Re: [PATCH 3/7] RISC-V: Rework kernel's virtual address space mapping

From: Anup Patel
Date: Thu Mar 28 2019 - 02:29:12 EST


On Thu, Mar 28, 2019 at 11:09 AM Palmer Dabbelt <palmer@xxxxxxxxxx> wrote:
>
> On Wed, 27 Mar 2019 14:36:39 PDT (-0700), logang@xxxxxxxxxxxx wrote:
> > The motivation for this is to support P2P transactions. P2P requires
> > having struct pages for IO memory which means the linear mapping must
> > be able to cover all of the IO regions. Unfortunately with Sv39 we are
> > not able to cover all the IO regions available on existing hardware,
> > but we can do better than what we currently do (which only cover's
> > physical memory).
> >
> > To this end, we restructure the kernel's virtual address space region.
> > We position the vmemmap at the beginning of the region (based on how
> > many virtual address bits we have) and the VMALLOC region comes
> > immediately after. The linear mapping then takes up the remaining space.
> > PAGE_OFFSET will need to be within the linear mapping but may not be
> > the start of the mapping seeing many machines don't have RAM at address
> > zero and we may still want to access lower addresses through the
> > linear mapping.
> >
> > With these changes, on a 64-bit system the virtual memory map (with
> > sparsemem enabled) will be:
> >
> > 32-bit:
> >
> > 00000000 - 7fffffff user space, different per mm (2G)
> > 80000000 - 81ffffff virtual memory map (32MB)
> > 82000000 - bfffffff vmalloc/ioremap space (1GB - 32MB)
> > c0000000 - ffffffff direct mapping of all phys. memory (1GB)
> >
> > 64-bit, Sv39:
> >
> > 0000000000000000 - 0000003fffffffff user space, different per mm (256GB)
> > hole caused by [38:63] sign extension
> > ffffffc000000000 - ffffffc0ffffffff virtual memory map (4GB)
> > ffffffc100000000 - ffffffd0ffffffff vmalloc/ioremap spac (64GB)
> > ffffffd100000000 - ffffffffffffffff linear mapping of phys. space (188GB)
> >
> > On the Sifive hardware this allows us to provide struct pages for
> > the lower I/O TileLink address ranges, the 32-bit and 34-bit DRAM areas
> > and 172GB of 240GB of the high I/O TileLink region.
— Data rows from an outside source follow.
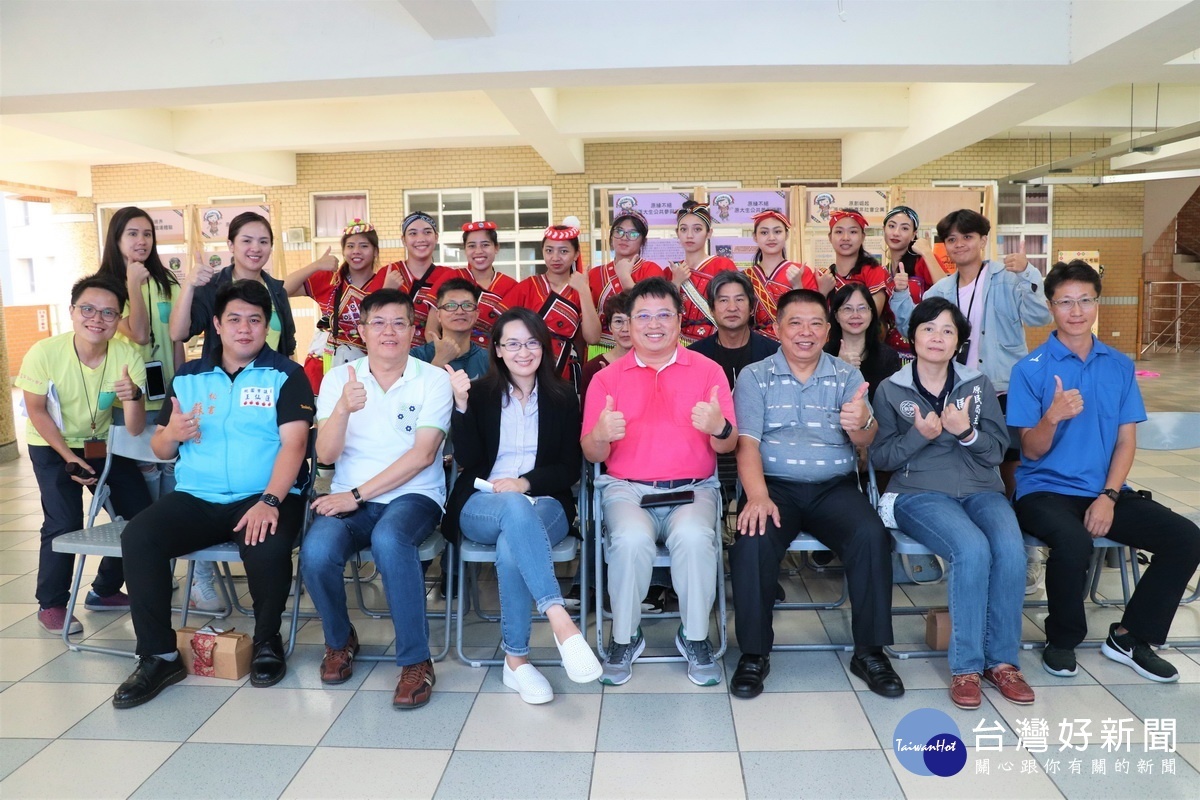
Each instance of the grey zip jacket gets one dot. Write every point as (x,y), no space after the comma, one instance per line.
(942,464)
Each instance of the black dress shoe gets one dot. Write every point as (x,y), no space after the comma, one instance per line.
(749,675)
(876,672)
(268,668)
(151,675)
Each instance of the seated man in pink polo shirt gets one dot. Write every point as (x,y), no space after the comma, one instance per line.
(657,417)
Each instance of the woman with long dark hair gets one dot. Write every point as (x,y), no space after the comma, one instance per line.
(251,241)
(340,288)
(851,262)
(772,274)
(517,428)
(910,260)
(856,335)
(480,244)
(694,227)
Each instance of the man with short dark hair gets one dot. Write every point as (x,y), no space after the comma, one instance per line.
(1077,404)
(657,417)
(71,383)
(803,413)
(735,344)
(457,306)
(382,421)
(239,422)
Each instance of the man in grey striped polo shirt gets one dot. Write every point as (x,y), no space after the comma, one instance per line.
(801,414)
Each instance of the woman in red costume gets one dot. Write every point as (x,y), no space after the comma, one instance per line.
(480,242)
(562,299)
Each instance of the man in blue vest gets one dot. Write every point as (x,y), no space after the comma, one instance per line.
(239,421)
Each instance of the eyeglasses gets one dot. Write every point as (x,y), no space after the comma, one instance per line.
(107,314)
(663,318)
(853,310)
(379,325)
(1071,302)
(513,346)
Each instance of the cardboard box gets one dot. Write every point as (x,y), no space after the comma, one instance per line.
(937,629)
(214,653)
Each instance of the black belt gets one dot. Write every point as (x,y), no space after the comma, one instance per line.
(667,485)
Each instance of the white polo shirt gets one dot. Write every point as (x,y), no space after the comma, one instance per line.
(385,428)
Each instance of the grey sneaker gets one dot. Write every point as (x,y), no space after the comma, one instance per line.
(618,667)
(702,669)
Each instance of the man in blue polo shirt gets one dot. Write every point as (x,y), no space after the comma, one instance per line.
(239,421)
(1077,405)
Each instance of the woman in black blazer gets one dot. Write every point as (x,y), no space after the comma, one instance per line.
(516,437)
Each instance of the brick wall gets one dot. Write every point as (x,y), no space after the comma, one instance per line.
(1101,218)
(21,332)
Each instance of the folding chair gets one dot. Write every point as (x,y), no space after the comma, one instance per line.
(661,559)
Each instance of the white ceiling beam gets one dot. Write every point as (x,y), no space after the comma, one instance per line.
(454,18)
(533,113)
(144,136)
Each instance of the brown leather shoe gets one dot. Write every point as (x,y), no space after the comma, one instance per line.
(965,691)
(1011,683)
(337,666)
(415,686)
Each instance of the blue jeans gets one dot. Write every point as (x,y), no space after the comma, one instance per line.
(523,533)
(979,537)
(394,531)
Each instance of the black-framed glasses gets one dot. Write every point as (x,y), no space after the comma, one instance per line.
(107,314)
(513,346)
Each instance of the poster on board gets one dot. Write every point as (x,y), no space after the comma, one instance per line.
(739,250)
(738,208)
(214,221)
(871,203)
(658,208)
(168,226)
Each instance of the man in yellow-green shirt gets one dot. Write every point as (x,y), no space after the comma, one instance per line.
(71,383)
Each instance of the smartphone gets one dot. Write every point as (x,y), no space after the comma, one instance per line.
(667,499)
(156,380)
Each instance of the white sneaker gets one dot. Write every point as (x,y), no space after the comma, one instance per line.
(531,684)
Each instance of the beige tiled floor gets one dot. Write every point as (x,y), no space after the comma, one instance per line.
(816,732)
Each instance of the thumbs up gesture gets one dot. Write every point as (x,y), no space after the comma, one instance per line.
(707,415)
(328,262)
(124,386)
(957,420)
(354,392)
(611,423)
(1017,262)
(856,413)
(1066,404)
(461,386)
(929,426)
(183,427)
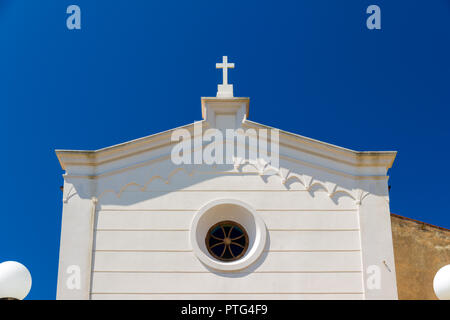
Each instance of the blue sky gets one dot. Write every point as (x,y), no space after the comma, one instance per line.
(139,67)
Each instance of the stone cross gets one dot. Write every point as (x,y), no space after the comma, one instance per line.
(225,90)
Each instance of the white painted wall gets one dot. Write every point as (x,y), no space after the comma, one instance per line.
(126,223)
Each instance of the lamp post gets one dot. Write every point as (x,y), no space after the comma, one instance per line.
(15,281)
(441,283)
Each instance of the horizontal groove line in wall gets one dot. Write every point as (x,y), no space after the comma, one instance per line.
(130,250)
(183,293)
(195,210)
(218,190)
(189,230)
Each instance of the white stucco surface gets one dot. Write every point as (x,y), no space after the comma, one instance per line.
(128,220)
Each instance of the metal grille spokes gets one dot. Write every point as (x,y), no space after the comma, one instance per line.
(227,241)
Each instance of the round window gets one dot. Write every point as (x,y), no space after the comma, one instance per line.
(227,241)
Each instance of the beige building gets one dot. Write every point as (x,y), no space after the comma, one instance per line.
(420,250)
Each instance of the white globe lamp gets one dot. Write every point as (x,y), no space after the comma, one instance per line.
(441,283)
(15,280)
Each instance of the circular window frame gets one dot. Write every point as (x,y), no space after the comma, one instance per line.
(239,212)
(233,224)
Once we progress to
> > Sv48 we should be able to cover all the available memory regions..
> >
> > For the MAXPHYSMEM_2GB case, the physical memory must be in the highest
> > 2GB of address space, so we cannot cover the any of the I/O regions
> > that are higher than it but we do cover the lower I/O TileLink range.
>
> IIRC there was another patch floating around to fix an issue with overlapping
> regions in the 32-bit port, did you also fix that issue? It's somewhere in my
> email queue...

That was a patch I submitted to fix overlapping FIXMAP and VMALLOC
regions.

This patch does not consider FIXMAP region.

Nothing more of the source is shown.